Are these equations intrinsically true? Is there some ineluctable correspondence between, on the one hand, orthodoxy and loyalty to the Magisterium and, on the other hand, right-wing politics and big business? If there is, it totally escapes me. I therefore say that there is no such correspondence. I see no slightest reason why a labor unionist or a non-Communist socialist shouldn’t also be a faithful Catholic, or any reason why the conservative head of a corporation shouldn’t also be a secularist. But if these equations exist in the popular mind — and they do — left-wingers will tend to shun Christianity, and the Church will come to be “The Right-Wing at Worship.” That we must not allow to happen.
The second thing my friend doesn’t understand is what the NOR is trying bravely, riskily, to do. The risk is demonstrated by my friend who is ending his subscription (unless I persuaded him to think again): the risk of losing subscribers. And what is the NOR trying to do? It is trying to show that one can be uncompromisingly orthodox and loyal to the Magisterium while being leftish in politics and economics. This, after all, is precisely what Pope John Paul II (blessed be his name!) is.
I do not want the Catholic Church in America to be crippled by having that deadly equation thought to be true. That is why, whether or not I enjoy what the NOR is doing, I shall support the effort, and keep thinking about it. I ask other NOR readers to do the same.
Sheldon Vanauken
Lynchburg, Virginia
The Religious Right
I have enjoyed reading the NOR almost as long as it has been publishing. It has been and remains one of my favorite periodicals. I am, however, troubled by its “anti-religious right” aspect.

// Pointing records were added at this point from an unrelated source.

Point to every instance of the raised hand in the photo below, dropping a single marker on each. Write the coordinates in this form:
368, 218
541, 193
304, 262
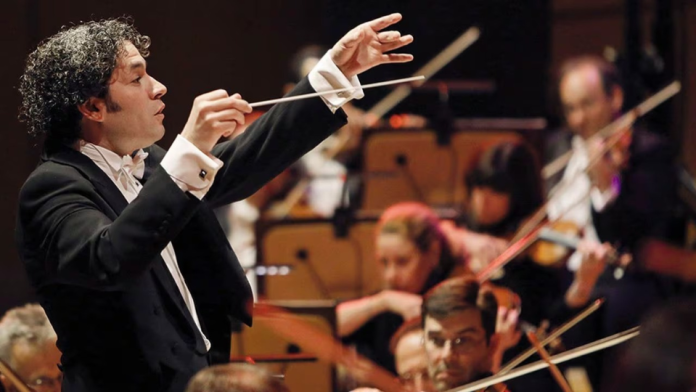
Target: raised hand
366, 46
213, 115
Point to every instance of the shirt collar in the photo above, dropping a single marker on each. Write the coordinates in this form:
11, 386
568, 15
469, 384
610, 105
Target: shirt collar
105, 158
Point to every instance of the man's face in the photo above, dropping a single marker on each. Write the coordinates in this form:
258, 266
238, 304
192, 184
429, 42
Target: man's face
412, 363
37, 367
457, 349
404, 267
133, 118
587, 107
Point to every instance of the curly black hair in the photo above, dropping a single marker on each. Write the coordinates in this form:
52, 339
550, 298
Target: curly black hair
69, 68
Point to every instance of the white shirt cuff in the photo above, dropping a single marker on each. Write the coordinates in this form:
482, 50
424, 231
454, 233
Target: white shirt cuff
326, 76
600, 200
191, 169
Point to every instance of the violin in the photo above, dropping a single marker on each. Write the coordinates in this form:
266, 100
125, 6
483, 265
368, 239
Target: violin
555, 241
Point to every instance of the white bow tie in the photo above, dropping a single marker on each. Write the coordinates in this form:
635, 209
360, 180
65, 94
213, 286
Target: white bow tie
134, 166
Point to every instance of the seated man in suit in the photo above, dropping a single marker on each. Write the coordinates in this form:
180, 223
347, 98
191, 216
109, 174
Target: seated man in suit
459, 320
118, 235
28, 346
624, 200
409, 357
235, 378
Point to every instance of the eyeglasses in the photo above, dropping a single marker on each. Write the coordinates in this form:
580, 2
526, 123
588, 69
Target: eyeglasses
46, 384
460, 345
415, 378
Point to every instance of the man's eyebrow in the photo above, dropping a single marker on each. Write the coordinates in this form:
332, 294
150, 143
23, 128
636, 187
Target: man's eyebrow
136, 65
467, 330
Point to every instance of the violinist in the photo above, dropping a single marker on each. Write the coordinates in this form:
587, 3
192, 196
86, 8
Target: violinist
28, 346
459, 321
622, 201
414, 255
411, 361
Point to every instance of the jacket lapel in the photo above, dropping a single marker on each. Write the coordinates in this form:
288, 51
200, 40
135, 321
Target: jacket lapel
114, 198
102, 183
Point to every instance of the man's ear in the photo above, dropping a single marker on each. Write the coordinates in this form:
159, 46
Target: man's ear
93, 109
494, 343
435, 251
617, 99
5, 383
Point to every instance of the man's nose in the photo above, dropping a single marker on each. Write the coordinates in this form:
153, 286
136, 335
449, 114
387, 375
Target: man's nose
158, 89
390, 275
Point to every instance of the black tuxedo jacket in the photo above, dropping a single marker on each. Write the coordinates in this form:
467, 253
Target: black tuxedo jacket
647, 205
95, 259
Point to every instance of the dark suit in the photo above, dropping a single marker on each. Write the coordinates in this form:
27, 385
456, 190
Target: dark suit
95, 260
644, 208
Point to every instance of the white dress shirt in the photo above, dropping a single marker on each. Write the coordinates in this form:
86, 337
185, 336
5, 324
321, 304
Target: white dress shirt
574, 202
185, 163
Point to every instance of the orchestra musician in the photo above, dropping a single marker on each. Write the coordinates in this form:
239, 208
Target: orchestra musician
28, 347
117, 235
459, 321
407, 345
617, 204
235, 378
414, 255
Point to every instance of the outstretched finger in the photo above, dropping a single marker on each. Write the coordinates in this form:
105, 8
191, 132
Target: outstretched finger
381, 23
396, 58
388, 36
401, 42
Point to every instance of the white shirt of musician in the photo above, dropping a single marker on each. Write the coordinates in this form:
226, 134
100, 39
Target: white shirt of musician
575, 202
183, 162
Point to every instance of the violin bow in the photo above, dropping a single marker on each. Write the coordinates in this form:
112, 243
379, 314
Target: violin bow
555, 334
613, 132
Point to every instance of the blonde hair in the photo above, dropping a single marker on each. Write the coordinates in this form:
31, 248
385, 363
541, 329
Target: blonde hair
28, 324
414, 221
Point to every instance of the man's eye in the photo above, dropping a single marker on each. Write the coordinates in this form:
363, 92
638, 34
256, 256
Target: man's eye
437, 342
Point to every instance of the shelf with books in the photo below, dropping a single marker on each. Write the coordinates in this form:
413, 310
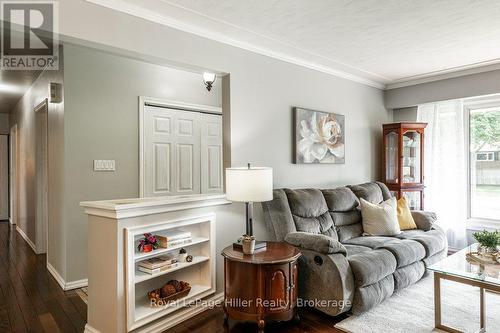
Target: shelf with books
160, 251
143, 308
142, 276
199, 273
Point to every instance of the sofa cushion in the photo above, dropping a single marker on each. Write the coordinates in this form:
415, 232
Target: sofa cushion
355, 249
371, 241
306, 202
408, 275
347, 232
435, 258
340, 199
374, 192
405, 251
310, 212
342, 204
380, 219
434, 241
371, 266
367, 297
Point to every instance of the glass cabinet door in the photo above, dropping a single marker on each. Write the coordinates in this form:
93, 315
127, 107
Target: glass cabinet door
414, 199
391, 157
412, 145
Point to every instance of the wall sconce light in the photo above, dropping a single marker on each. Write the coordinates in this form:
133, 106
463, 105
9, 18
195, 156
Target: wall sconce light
209, 79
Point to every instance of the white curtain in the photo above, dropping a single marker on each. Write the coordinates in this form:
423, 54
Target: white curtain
445, 160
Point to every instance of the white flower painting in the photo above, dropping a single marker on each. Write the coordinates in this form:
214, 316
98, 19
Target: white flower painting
319, 137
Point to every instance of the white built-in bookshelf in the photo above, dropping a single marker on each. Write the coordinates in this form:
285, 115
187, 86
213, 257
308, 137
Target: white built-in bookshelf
200, 273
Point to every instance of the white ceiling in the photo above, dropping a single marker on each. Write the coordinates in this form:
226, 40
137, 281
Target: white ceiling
383, 43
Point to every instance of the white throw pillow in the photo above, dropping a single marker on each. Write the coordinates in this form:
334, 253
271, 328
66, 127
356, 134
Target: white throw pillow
380, 220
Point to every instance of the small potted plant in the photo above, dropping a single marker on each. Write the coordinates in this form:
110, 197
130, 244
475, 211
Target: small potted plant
488, 241
148, 243
248, 243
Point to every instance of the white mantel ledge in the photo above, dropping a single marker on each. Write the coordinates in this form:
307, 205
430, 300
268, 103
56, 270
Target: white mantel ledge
125, 208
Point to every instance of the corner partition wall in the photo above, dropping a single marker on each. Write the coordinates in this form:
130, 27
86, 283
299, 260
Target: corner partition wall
117, 291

My own conversion to Catholicism, via evangelicalism and Anglo-Catholicism, has left me with a settled conviction that only Roman Catholicism, in its richest and fullest form, has the capacity to overcome modernism and secularism. Nevertheless, the nuanced contempt which the NOR routinely expresses toward the “religious right” is unbecoming. While there may be an erstwhile lack of sophistication, philosophical rootage, or affective balance on the religious right, it has done much, at least on a political level, to interrupt the cor-rosive agenda of the modernists and secularists. For this we should be heartily grateful.
Reading the lives and less time-bound counsel of the saints leads one to the conclusion that there is a better way to handle the religious right. Let’s affirm and be thankful for our areas of agreement with other sincere Christians, including fundamentalists, demonstrating by our lives the fullness and unity of the faith. Let us be lights and models that draw others into our catholic vision by our sacrifice and prayer and balance. And let us be thankful for any sign of faith or virtue we find in the public witness of believers of whatever stripe.